HACKER Q&A
📣 make_it_sure

Why there are no actual studies that show AI is more productive?


I know there are companies that are highly productive with AI including ours. However, AI skeptics ask for real studies and all of them available now show no real gains.

Many won't care unless you show them an actual study.


  👤 flawn Accepted Answer ✓
AI can build systems based on static assumptions that the orchestrator (you) gives it. But proper engineering (which is what matters economically much more) is the process of the system's assumptions & requirements changing over time to ensure you have a reliable and consistent service - and that's not something that AI excels at (yet).

👤 anovikov
If AI makes people so much more productive, why aren't there much more apps on the Apple store? Mobile apps involve a lot of dirty, boring scaffolding work which AI automated first thing, 2 years ago easily. It should've been the very first place where productivity boost should've been evident, a year ago at least. But it's just not there. Why not?

👤 Nevermark
I think most major efficiency improvements involve more adaptation costs than expected.

Those that can “see” the potential clearly push through the adaptation period over time, but it can be much longer than anyone expects.

Even as new practices reveal the benefits are real, the cost including iterative adaptation may not actually be net positive on a running, as apposed to forward looking, basis for some time.

Depending on how forward looking a group is, that is a problem, or not a problem at all.

But external measurements won’t be able to distinguish between what may be very fast forward looking returns and no benefit, for some time.


👤 AugustoCAS
Dora released a report last year: https://dora.dev/research/2025/dora-report/

The gains are ~17% increase in individual effectiveness, but a ~9% of extra instability.

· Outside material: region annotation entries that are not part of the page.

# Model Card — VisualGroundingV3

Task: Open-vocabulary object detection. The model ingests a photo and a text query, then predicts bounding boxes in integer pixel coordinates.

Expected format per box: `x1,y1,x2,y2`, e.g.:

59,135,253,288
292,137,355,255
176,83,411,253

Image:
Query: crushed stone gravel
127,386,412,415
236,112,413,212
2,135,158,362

In my experience using AI assisted coding for a bit longer than 2 years, the benefit is close to what Dora reported (maybe a bit higher around 25%). Nothing close to an average of 2x, 5x, 10x. There's a 10x in some very specific tasks, but also a negative factor in others as seemingly trivial, but high impact bugs get to production that would have normally be caught very early in development on in code reviews.

Obviously depends what one does. Using AI to build a UI to share cat pictures has a different risk appetite than building a payments backend.


👤 thinkingemote
[delayed]

👤 chrisjj
[delayed]

👤 IshKebab
These sort of things are really hard to study. Combine that with the fact that the AI landscape is so varied and fast moving... It's easy to see why there aren't many studies on it.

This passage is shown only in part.